Consumers recognise this. A 2024 survey by the Marine Stewardship Council found that 30% of people had been eating less seafood in the last two years, with 48% concerned about overfishing and 35% worried about climate change impacts. Over 80% had changed their dietary habits during this period, and 43% did so for sustainability reasons.
Still, vegan seafood has been confined to the fringes. In the US, sales of these products fell by 3% in 2025, totalling just $10M – that equates to less than 1% of the overall dollar revenue from plant-based meat and seafood.
That has forced several alternative seafood startups to wind down in recent years, including Hooked Foods, Aqua Cultured Foods, Olala!, Konscious Foods, Upstream Foods, and Vegan Finest Foods. The BettaF!sh deal is the latest in a wave of consolidatory moves in the alternative protein space, where over 80 firms have been acquired, merged, fallen into insolvency, or shut down since September 2024.
That said, brands with differentiated strategies stand to win. Oshi raised $3M after sales of its vegan salmon quadrupled in 2025, and the startup expects a similar increase this year as well. In Canada, meanwhile, NS/TX Industries bagged $10.5M to build an automated production system for plant-based salmon, beef and pork, alongside a $3.5M grant from the Canadian government to scale up its tech.

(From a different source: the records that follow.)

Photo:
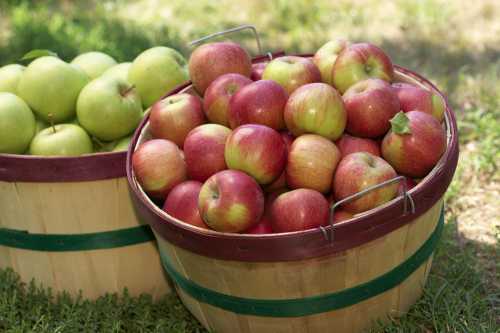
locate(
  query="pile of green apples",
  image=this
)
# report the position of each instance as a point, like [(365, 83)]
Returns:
[(92, 104)]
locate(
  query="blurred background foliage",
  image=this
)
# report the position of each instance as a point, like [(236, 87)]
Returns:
[(454, 43)]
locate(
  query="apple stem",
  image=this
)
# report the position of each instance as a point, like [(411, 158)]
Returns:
[(99, 142), (51, 121), (126, 91)]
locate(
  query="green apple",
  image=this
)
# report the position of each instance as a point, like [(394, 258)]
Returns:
[(51, 86), (61, 140), (120, 71), (9, 77), (17, 124), (109, 108), (123, 143), (40, 125), (157, 71), (94, 64)]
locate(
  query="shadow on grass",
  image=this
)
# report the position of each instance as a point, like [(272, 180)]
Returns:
[(460, 295), (69, 34), (436, 60)]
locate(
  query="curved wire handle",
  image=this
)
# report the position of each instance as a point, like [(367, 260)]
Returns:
[(408, 201), (228, 31)]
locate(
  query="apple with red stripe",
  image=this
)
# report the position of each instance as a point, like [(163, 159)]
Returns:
[(360, 171), (280, 182), (358, 62), (414, 144), (316, 108), (291, 72), (231, 201), (300, 209), (258, 70), (158, 166), (174, 117), (261, 102), (311, 163), (348, 144), (204, 151), (182, 203), (211, 60), (415, 98), (257, 150), (218, 95), (370, 104)]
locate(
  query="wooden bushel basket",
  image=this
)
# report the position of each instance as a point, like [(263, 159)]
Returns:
[(68, 223), (374, 267)]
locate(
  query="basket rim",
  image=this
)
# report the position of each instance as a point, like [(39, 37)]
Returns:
[(307, 243)]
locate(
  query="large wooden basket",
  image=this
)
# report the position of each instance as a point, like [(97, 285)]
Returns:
[(68, 223), (374, 267)]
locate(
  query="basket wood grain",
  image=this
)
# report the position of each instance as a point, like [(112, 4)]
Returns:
[(58, 203)]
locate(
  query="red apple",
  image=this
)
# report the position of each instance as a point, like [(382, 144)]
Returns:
[(291, 72), (414, 98), (370, 104), (231, 201), (204, 151), (211, 60), (280, 182), (158, 166), (261, 102), (325, 58), (316, 108), (257, 150), (263, 227), (300, 209), (182, 203), (360, 171), (218, 95), (350, 144), (174, 117), (414, 144), (358, 62), (287, 139), (311, 163), (257, 70)]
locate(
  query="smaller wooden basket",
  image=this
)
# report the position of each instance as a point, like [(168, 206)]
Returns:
[(68, 223)]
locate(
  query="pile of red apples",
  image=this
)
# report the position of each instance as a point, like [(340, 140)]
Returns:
[(269, 147)]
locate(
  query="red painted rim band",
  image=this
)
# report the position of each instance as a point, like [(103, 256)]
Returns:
[(303, 244)]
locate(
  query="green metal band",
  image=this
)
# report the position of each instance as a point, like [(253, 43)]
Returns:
[(77, 242), (315, 304)]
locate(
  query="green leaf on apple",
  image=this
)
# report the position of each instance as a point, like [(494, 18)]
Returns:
[(400, 123), (33, 54)]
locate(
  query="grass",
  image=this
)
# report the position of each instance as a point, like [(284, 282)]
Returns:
[(455, 44)]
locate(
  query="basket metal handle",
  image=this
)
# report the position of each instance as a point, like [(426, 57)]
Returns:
[(408, 203), (229, 31)]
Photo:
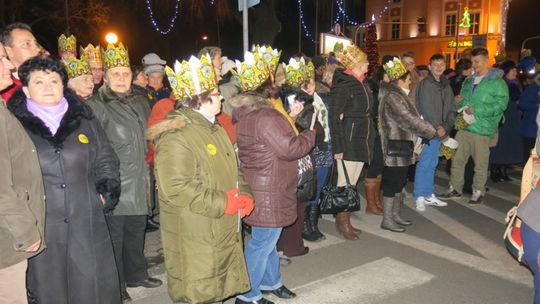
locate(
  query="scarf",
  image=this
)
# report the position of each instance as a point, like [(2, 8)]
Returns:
[(51, 116)]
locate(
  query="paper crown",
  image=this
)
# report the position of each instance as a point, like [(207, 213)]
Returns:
[(394, 68), (115, 56), (67, 45), (297, 72), (192, 77), (92, 55), (77, 67), (351, 55), (268, 55)]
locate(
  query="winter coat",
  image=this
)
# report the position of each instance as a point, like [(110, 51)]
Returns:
[(195, 167), (78, 163), (354, 134), (22, 203), (268, 150), (489, 100), (399, 120), (435, 102), (509, 148), (124, 121), (528, 104)]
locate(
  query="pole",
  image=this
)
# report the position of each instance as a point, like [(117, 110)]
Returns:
[(316, 26), (245, 26)]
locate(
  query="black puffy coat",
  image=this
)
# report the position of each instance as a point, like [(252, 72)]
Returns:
[(78, 265), (354, 134)]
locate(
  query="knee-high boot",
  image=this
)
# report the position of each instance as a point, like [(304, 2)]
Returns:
[(396, 208), (388, 222), (373, 192), (343, 225)]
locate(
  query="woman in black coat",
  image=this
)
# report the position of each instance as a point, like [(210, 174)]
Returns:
[(352, 127), (81, 178)]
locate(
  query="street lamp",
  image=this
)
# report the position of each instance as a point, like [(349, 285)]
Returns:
[(111, 38)]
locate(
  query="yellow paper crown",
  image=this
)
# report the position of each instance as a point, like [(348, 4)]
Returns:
[(268, 55), (351, 55), (77, 67), (252, 72), (67, 44), (192, 77), (115, 56), (394, 68), (92, 55), (297, 72)]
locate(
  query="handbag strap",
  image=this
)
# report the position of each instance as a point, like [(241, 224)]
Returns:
[(346, 174)]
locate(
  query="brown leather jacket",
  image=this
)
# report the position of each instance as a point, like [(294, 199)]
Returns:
[(268, 150)]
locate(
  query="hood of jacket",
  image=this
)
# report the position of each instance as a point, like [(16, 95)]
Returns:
[(71, 121)]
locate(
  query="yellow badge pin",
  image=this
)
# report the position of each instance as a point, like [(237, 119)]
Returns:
[(212, 150), (83, 138)]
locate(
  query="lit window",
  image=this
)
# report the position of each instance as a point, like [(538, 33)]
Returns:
[(396, 27), (450, 25), (475, 24)]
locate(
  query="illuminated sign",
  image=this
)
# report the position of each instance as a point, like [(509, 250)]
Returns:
[(466, 43)]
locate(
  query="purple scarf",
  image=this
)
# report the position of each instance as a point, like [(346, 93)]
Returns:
[(50, 115)]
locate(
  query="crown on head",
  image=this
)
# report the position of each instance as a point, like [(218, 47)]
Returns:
[(268, 55), (77, 67), (192, 77), (67, 45), (252, 72), (92, 55), (115, 56), (394, 68), (352, 55), (297, 71)]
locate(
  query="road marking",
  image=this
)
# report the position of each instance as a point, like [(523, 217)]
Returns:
[(362, 284)]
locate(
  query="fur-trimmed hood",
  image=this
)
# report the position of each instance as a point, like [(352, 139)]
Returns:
[(71, 121)]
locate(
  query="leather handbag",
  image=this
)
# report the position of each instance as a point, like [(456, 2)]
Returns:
[(334, 199), (305, 190), (400, 148)]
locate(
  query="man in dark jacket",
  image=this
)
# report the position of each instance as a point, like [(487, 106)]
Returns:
[(435, 102), (22, 206), (123, 115)]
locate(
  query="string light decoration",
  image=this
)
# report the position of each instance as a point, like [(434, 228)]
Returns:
[(307, 32), (171, 22)]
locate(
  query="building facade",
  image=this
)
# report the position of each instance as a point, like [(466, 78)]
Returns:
[(427, 27)]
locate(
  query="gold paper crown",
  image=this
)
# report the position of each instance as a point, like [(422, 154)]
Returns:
[(268, 55), (394, 68), (297, 72), (67, 45), (252, 72), (77, 67), (92, 55), (115, 56), (351, 55), (192, 77)]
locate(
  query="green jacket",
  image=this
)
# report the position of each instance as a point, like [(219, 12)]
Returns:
[(489, 100), (195, 165), (22, 205)]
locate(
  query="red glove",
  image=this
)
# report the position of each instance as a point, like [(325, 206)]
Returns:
[(248, 200), (234, 202)]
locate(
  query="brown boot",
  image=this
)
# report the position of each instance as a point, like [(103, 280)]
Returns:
[(343, 225), (371, 185)]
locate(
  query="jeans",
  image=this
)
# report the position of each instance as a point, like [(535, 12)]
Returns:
[(424, 177), (262, 262), (531, 256)]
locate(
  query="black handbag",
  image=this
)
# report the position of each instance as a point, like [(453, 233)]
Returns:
[(400, 148), (334, 199), (305, 190)]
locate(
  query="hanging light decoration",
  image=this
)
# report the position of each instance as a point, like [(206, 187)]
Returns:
[(171, 22)]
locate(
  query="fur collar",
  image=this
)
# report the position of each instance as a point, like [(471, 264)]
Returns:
[(71, 121)]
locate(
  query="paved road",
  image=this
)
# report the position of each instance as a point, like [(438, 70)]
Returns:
[(450, 255)]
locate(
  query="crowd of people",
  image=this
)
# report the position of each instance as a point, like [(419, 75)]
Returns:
[(95, 147)]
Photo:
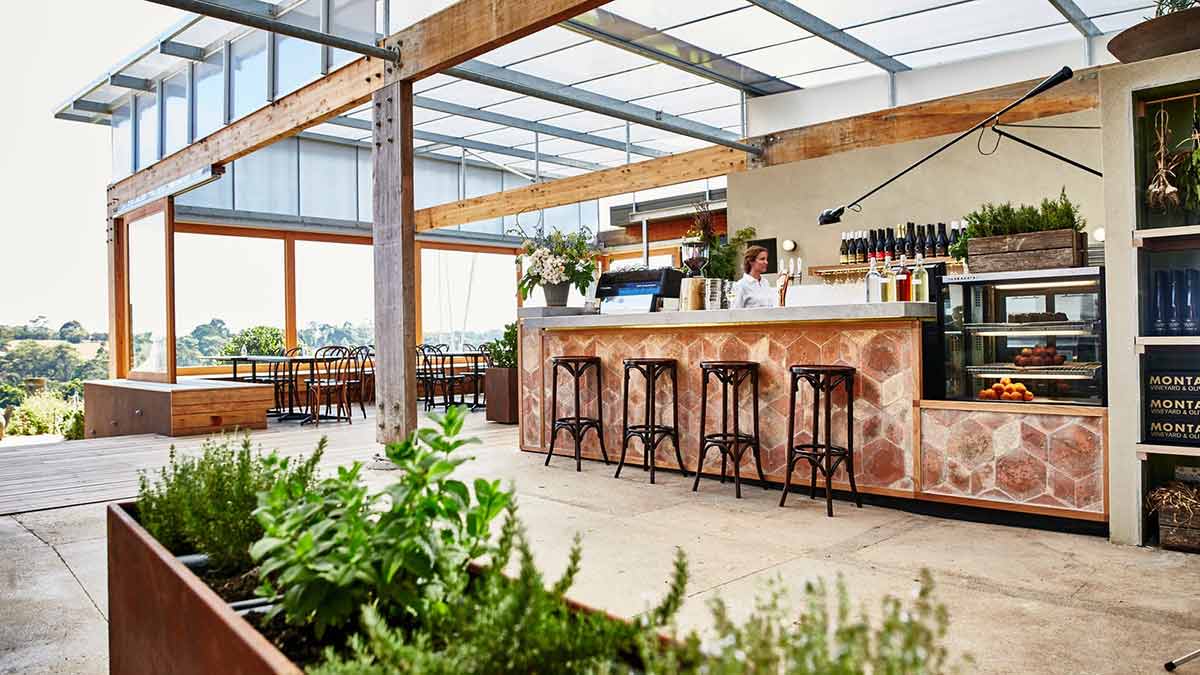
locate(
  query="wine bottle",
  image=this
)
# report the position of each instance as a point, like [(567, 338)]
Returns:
[(919, 284), (874, 284)]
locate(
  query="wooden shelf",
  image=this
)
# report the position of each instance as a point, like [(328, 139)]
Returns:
[(952, 267), (1156, 449), (1165, 341)]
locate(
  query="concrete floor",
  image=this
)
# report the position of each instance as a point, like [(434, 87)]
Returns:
[(1020, 601)]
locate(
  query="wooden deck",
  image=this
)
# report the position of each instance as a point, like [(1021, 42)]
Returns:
[(40, 477)]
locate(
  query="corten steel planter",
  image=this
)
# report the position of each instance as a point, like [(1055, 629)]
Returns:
[(165, 620), (501, 386), (1159, 36)]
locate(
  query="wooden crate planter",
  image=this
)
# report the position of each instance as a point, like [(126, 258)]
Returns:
[(1179, 530), (1035, 250)]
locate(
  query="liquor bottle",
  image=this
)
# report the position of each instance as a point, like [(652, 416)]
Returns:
[(919, 284), (874, 284), (888, 286), (904, 282)]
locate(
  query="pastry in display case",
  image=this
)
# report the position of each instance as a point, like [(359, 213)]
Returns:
[(1025, 336)]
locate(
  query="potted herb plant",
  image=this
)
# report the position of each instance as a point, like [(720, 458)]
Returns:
[(1174, 28), (501, 378), (1003, 237), (556, 262)]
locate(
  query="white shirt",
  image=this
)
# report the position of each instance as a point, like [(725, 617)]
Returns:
[(750, 292)]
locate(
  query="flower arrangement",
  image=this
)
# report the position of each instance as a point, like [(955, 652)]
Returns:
[(557, 258)]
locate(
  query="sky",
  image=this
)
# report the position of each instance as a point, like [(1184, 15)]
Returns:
[(53, 173)]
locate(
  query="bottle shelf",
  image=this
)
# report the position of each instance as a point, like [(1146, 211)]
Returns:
[(859, 270), (1145, 449)]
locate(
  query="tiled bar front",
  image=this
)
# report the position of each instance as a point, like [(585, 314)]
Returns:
[(1051, 464)]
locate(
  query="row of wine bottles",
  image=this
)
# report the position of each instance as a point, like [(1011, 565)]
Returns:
[(900, 282), (865, 245)]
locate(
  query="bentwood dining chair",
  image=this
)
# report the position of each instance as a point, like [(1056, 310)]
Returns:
[(329, 383)]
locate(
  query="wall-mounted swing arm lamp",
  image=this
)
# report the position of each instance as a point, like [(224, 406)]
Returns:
[(831, 216)]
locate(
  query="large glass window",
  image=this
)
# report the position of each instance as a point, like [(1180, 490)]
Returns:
[(328, 184), (123, 141), (225, 285), (147, 107), (210, 94), (265, 181), (174, 95), (335, 294), (467, 298), (249, 73), (298, 61), (354, 19), (148, 293)]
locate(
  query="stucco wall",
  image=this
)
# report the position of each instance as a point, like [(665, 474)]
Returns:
[(784, 201)]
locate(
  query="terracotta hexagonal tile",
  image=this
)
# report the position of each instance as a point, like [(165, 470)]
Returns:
[(1075, 451), (1021, 475), (970, 443)]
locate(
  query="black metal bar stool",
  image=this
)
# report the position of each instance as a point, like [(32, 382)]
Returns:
[(732, 442), (822, 457), (651, 432), (577, 425)]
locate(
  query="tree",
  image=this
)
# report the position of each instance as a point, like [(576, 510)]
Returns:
[(72, 332)]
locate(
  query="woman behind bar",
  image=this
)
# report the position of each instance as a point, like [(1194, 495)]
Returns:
[(754, 291)]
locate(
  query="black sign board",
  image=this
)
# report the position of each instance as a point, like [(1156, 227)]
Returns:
[(1173, 407)]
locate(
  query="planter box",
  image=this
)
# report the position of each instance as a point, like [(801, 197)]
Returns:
[(1035, 250), (1177, 530), (501, 387), (162, 619)]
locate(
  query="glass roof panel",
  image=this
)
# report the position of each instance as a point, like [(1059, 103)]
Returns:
[(642, 82), (738, 31), (582, 63), (981, 18), (695, 99), (993, 46), (798, 57), (541, 42), (664, 15)]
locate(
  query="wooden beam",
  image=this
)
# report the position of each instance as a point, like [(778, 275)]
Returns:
[(460, 33), (929, 119), (395, 254), (696, 165)]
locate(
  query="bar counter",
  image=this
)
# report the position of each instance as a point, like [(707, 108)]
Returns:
[(1039, 459)]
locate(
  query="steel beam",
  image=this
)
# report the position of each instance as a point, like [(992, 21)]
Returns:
[(231, 11), (178, 49), (91, 107), (829, 33), (126, 82), (534, 126), (1078, 17), (364, 125), (539, 88), (631, 36)]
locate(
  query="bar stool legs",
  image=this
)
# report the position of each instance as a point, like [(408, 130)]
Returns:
[(577, 425), (821, 457), (651, 432)]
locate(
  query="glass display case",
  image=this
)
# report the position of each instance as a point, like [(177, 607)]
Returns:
[(1025, 336)]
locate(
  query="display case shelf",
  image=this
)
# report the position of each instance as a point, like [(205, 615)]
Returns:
[(1145, 449)]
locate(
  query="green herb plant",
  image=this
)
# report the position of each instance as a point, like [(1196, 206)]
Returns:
[(1000, 220), (503, 351), (509, 625), (337, 547), (205, 503)]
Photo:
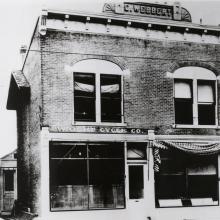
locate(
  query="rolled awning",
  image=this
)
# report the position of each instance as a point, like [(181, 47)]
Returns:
[(189, 147)]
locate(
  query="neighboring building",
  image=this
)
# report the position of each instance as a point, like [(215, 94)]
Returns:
[(8, 182), (118, 115)]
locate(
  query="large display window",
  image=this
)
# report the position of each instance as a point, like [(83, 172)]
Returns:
[(86, 176)]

“It’s genuinely hard to replicate the texture and flavour of fish and shellfish, and the ingredients that come closest tend to be expensive, pushing finished costs above what’s competitive at retail or on a menu,” said Kelli. “Both Bayou Best Foods and BettaF!sh are built around solving exactly these problems, and we’re closing the gap on taste and cost that’s held the category back.”
Bayou Best Foods’s vegan shrimp will now be made available to BettaF!sh’s foodservice clients across Europe, and over time, the latter’s tuna and salmon analogues will be introduced to the former’s US network. The acquisition combines their complementary expertise in ingredient innovation, product development, and commercialisation, with the entity aiming to become a global leader in vegan seafood.